Lebih jauh Azhar Ibrahim dari Universiti Nasional Singapura memandang Islam yang terbangun di Indonesia bisa menjadi teladan kepada negara-negara Muslim lain, termasuk warga dunia yang lebih besar.
Ia mengatakan, sarjana dan pemerhati telah membayangkan bahwa Islam Nusantara akan menjadi daerah paling cerah dalam dunia Islam. Sebab, kehidupan mayoritas Muslim di Timur Tengah, Benua Kecil India, Afrika Utara dan Afrika Tengah, sedang terhimpit oleh konflik dan keganasan.
“Walaupun tidak menelurkan gagasan filsafat yang rasional ataupun menghasilkan kesarjanaan Islam yang tinggi, Islam Nusantara mempunyai potensi besar untuk menyumbang kepada dunia Islam, malah perdaban dunia,” tuturnya.

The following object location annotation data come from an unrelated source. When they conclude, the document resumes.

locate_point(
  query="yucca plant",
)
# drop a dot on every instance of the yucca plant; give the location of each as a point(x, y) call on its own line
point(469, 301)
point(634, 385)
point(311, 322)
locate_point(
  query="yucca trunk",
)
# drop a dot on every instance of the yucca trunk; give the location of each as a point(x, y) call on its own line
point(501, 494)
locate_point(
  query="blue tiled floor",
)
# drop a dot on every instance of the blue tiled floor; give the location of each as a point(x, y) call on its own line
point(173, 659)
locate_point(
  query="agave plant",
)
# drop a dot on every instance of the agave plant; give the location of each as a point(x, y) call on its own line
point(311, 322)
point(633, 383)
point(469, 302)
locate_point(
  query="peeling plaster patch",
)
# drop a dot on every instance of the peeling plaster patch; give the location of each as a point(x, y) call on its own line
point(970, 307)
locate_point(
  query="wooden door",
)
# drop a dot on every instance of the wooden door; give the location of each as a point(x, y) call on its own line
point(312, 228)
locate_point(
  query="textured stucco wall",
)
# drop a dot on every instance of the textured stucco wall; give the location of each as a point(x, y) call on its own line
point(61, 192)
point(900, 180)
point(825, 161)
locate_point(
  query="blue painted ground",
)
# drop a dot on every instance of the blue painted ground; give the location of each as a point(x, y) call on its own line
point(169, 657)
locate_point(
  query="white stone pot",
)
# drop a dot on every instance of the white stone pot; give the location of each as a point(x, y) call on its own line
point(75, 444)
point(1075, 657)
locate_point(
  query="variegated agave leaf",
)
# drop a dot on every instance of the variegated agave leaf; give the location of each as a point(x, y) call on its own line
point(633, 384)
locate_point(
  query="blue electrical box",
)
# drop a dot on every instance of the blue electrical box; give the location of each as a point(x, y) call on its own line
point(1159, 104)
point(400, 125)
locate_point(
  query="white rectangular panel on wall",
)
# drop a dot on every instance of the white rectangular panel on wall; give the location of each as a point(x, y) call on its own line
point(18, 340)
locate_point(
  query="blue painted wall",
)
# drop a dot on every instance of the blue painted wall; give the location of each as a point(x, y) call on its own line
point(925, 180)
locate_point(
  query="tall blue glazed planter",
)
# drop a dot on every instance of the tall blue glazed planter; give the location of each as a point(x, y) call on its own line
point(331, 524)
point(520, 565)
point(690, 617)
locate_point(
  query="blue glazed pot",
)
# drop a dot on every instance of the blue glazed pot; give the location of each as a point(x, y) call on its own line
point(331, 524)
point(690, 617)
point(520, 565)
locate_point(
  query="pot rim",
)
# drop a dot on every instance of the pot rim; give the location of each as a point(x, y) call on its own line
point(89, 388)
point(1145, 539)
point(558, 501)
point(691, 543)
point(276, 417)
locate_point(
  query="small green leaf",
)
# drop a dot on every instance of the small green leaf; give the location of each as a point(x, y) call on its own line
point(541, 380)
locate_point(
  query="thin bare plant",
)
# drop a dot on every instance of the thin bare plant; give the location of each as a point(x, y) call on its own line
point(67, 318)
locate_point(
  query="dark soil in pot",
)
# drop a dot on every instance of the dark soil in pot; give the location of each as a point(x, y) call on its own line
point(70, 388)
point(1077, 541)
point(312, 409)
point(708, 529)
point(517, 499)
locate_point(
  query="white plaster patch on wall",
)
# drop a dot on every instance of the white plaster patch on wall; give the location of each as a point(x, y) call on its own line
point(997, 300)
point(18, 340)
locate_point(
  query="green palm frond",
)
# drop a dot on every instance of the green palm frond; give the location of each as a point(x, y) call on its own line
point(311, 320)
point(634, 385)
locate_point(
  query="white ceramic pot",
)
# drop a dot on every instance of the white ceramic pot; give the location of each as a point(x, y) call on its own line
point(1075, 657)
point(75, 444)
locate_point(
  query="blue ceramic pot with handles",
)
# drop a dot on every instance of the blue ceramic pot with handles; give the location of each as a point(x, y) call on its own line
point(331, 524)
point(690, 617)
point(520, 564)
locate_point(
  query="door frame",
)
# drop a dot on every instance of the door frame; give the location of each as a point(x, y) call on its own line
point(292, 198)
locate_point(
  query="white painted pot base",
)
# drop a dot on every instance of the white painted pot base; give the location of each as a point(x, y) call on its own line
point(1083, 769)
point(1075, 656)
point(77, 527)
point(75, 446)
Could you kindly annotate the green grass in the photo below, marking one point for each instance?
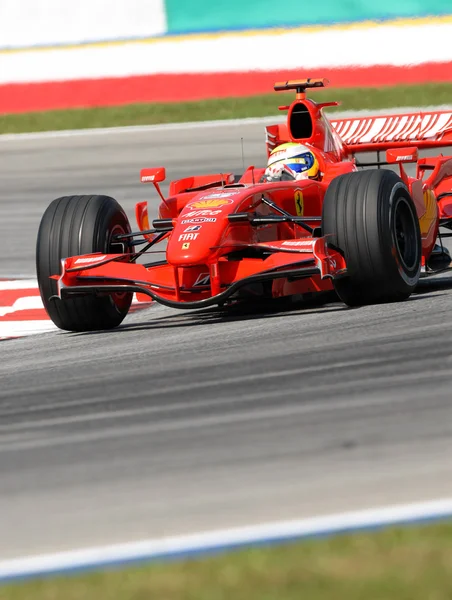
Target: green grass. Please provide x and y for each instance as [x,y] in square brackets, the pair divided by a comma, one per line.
[225,108]
[395,564]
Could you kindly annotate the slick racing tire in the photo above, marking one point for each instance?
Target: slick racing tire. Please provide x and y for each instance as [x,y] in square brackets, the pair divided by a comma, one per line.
[74,225]
[370,218]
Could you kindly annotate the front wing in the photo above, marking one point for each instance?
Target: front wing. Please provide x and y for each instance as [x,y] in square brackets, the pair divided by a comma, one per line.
[308,261]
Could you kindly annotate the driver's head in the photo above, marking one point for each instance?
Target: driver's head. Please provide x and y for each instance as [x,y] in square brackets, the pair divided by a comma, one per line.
[291,161]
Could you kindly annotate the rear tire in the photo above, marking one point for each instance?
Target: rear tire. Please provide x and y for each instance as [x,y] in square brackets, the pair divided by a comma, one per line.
[74,225]
[370,218]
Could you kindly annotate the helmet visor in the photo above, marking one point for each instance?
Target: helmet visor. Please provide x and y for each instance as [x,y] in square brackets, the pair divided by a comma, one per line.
[301,162]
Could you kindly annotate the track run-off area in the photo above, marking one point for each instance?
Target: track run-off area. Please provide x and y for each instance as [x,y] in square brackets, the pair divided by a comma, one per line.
[179,422]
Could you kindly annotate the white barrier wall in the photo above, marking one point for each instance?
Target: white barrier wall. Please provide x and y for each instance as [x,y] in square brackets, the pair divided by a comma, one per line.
[25,23]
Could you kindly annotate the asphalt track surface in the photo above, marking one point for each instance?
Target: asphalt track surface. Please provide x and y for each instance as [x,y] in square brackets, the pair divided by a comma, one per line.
[185,421]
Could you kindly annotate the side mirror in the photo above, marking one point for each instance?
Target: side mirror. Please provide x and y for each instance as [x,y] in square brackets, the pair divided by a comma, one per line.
[152,175]
[398,155]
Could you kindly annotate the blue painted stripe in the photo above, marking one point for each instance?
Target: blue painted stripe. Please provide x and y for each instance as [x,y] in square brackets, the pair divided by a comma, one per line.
[215,548]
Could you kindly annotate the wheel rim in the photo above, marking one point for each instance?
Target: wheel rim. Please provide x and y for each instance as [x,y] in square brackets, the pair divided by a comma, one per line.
[405,234]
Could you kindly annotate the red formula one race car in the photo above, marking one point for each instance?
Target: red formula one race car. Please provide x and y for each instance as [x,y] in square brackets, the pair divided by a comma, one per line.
[368,234]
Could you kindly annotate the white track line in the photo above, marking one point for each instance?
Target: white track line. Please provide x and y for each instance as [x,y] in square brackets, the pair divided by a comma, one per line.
[211,541]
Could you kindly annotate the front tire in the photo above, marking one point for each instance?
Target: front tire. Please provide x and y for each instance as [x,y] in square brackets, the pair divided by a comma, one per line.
[371,219]
[71,226]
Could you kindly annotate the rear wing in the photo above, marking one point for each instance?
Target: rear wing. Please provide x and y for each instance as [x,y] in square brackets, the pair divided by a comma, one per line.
[430,129]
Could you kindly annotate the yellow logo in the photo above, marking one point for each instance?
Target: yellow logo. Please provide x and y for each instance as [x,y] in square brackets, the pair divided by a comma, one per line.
[299,203]
[212,203]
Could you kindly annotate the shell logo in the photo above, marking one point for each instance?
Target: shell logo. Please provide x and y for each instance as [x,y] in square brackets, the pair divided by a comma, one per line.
[212,203]
[428,219]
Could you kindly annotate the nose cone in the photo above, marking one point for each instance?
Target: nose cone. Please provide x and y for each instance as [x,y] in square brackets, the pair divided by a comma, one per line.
[200,227]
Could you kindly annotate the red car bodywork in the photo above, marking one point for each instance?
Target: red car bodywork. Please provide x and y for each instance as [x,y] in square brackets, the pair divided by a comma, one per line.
[224,236]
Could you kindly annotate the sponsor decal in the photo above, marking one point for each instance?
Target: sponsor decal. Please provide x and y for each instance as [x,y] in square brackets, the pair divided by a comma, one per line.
[203,279]
[210,202]
[199,220]
[299,202]
[298,243]
[91,259]
[187,236]
[428,219]
[202,213]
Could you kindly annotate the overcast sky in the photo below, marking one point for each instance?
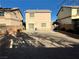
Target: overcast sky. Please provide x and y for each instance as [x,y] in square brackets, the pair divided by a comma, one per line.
[52,5]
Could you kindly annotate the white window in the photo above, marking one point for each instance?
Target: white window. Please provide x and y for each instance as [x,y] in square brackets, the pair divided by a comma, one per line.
[78,11]
[1,13]
[31,26]
[43,25]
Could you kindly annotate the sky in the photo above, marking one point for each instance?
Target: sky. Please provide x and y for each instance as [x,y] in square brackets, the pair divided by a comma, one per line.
[23,5]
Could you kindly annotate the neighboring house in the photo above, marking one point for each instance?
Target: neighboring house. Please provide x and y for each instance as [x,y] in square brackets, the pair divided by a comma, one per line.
[10,19]
[68,17]
[38,21]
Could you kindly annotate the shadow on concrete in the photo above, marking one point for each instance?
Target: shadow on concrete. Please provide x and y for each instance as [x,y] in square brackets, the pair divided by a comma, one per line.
[70,34]
[36,53]
[43,53]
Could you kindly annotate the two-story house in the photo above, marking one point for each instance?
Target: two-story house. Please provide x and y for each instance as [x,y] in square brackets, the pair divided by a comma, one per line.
[38,21]
[68,17]
[10,19]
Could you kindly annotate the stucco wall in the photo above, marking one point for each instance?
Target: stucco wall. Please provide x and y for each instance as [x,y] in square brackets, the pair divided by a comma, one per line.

Menurutnya Azhar, hal tersebut berakar pada enam poin penting, yakni pengalaman sejarah, orientasi agama yang dominan, pribumisasi Islam yang mengakar, penghargaan dan keteguhan terhadap turats (tradisi), terbangunnya institusi atau kelompok yang mengedepankan wacana Islam inklusif dan dialogis, serta peran ormas dan para pemikir Indonesia yang mencerahkan.
Meski mengajukan fakta dan landasan normatif, semua pembicara tidak memberikan pengertian definitif dan operasional tentang istilah “Islam Nusantara”. Namun, mereka sepakat bahwa ia berkarakter membumi dengan realitas kebudayaan setempat.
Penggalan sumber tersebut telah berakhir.